Thursday, January 2, 2020

A Kosher Buffet

While it seems a bit counterintuitive to have a day celebrating abundant eating the day after a national holiday, nevertheless, January 2nd is celebrated as “Buffet Day.”

The concept of a “buffet,” a French word describing a piece of furniture on which varied foods were displayed, was adopted because the Swedish term “smorgasbord,” introduced at the 1939 World’s Fair in New York City, seemed too difficult to pronounce.

Las Vegas, Nevada, features quite a few over-the-top buffets, such as the Carnival World Buffet, which offers more than 300 dishes, including 70 pastries, to anyone who will pay $24 for an all-day pass. There are similar buffets in “Sin City” that focus on seafood, Asian cuisine, poultry and pasta. 

Kosher buffets can be found, as well, at celebrations such as weddings and bar/bat mitzvah celebrations, at organizational dinners and even Shabbat “kiddushes” at synagogue. Despite their popularity, there are some halachic (Jewish legal) issues that must be kept in mind when attending a buffet.

First, the human body becomes satiated after eating a certain amount. At a buffet, people’s eyes may be larger than their stomachs. People may take more food than they need, because, consciously, or perhaps subconsciously, they tell themselves that since they already paid for the food, they may as well eat all of it. They may go back to the buffet even after they are full because it has already been paid for. Maimonides (Mishneh Torah, Laws of De’ot 4:15) writes that “ravenous eating (achilah gassah in Hebrew) is as deadly to the body of every man as poison, and is the base of all sickness.” According to halacha (Jewish law), one who eats so much that it is difficult to continue eating, is not considered to be eating.

A second halachic consideration at a buffet is to remember to recite the order of the blessings properly. The general rule is that if one eats bread, no other blessings prior to eating need to be recited, save for the blessing on wine. If one does not eat bread, they should recite the blessings, based on a Biblical verse (Deuteronomy 8:8), in the following order: mezonot (recited over items made from wheat, barley, rye, oats and spelt), ha’etz (recited over fruit), ha’adama (vegetables) and she’ha’kohl (the blessing recited over non-organic food, such as meat, eggs and everything else).

While a kosher caterer will not include both meat and dairy on a buffet, you may find meat and fish on the buffet table.

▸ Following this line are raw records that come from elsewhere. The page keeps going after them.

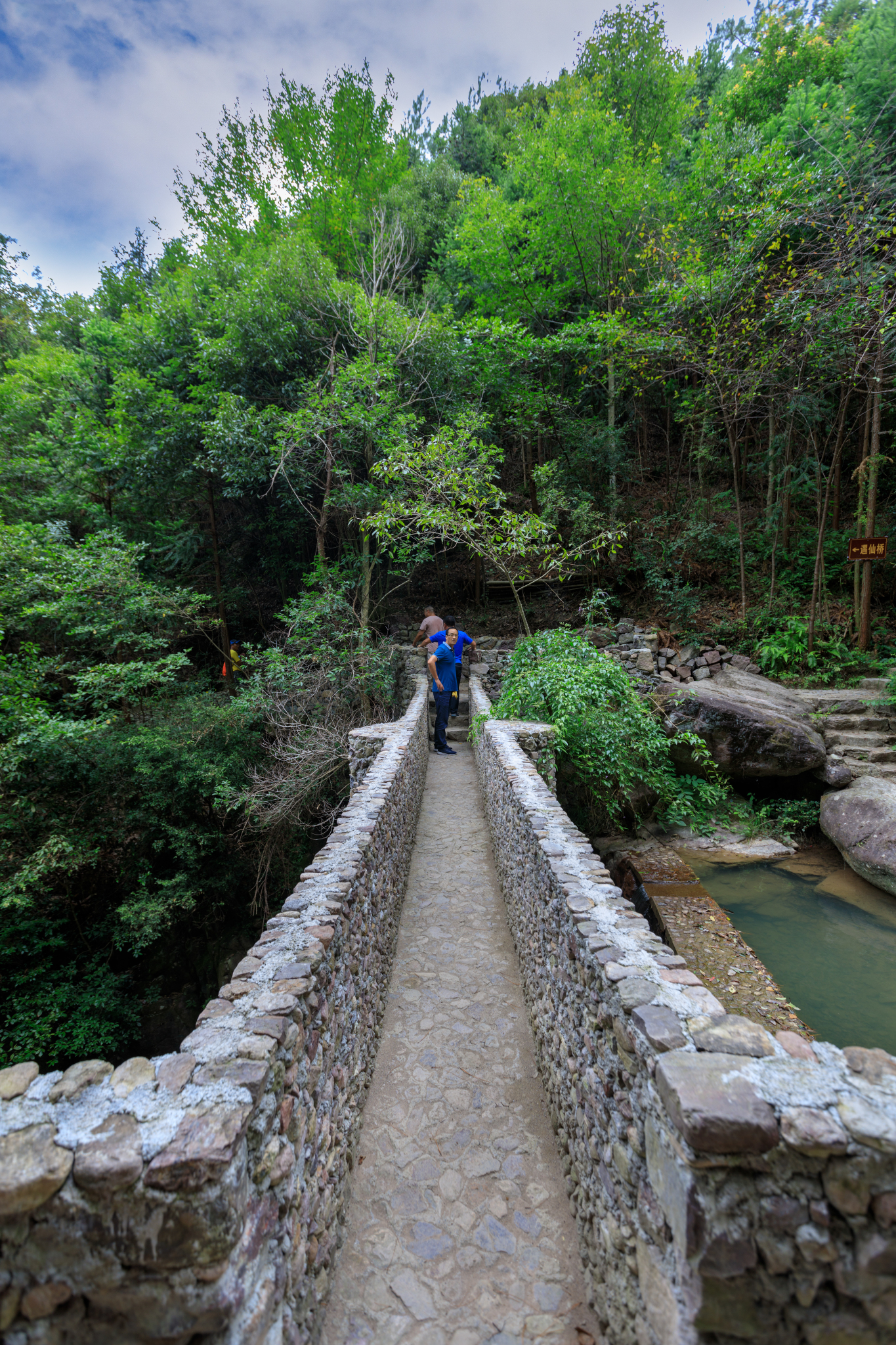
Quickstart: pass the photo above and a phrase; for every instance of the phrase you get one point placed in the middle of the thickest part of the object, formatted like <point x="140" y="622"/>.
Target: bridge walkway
<point x="458" y="1228"/>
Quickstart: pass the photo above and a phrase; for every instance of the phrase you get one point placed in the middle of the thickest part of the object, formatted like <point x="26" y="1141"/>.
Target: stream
<point x="826" y="937"/>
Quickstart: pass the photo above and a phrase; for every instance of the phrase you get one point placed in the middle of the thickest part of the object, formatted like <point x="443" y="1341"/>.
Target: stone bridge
<point x="457" y="1093"/>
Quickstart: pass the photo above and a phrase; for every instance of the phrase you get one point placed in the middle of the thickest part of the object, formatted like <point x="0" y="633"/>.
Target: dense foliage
<point x="649" y="304"/>
<point x="610" y="736"/>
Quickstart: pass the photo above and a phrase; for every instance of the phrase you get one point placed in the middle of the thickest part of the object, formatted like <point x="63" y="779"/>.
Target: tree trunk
<point x="367" y="569"/>
<point x="733" y="447"/>
<point x="612" y="424"/>
<point x="324" y="514"/>
<point x="770" y="491"/>
<point x="222" y="617"/>
<point x="822" y="522"/>
<point x="534" y="496"/>
<point x="874" y="467"/>
<point x="860" y="516"/>
<point x="516" y="599"/>
<point x="785" y="491"/>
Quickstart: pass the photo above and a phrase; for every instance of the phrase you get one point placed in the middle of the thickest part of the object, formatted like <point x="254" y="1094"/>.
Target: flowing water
<point x="828" y="938"/>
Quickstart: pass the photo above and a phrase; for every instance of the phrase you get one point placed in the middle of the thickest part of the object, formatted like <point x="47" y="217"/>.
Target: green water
<point x="833" y="956"/>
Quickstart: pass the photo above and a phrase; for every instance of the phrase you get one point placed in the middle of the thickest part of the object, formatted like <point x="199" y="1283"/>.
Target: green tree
<point x="320" y="159"/>
<point x="645" y="81"/>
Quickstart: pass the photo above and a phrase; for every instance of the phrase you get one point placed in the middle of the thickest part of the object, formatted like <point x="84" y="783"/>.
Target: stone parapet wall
<point x="200" y="1195"/>
<point x="727" y="1185"/>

The Talmud (Pesachim 76b) prohibits cooking meat and fish together, claiming that doing so could yield a dangerous combination. The Code of Jewish Law (Yoreh Deah 116:2-3) proscribes eating fish and meat back-to-back without chewing and drinking non-meat or fish in between. Since we avoid eating fish and meat together, we also serve them on different dishes, so the mixture will be avoided.

NOTE: As with all Treats dealing with halacha (points of Jewish law), one should consult one's local rabbi for practical application.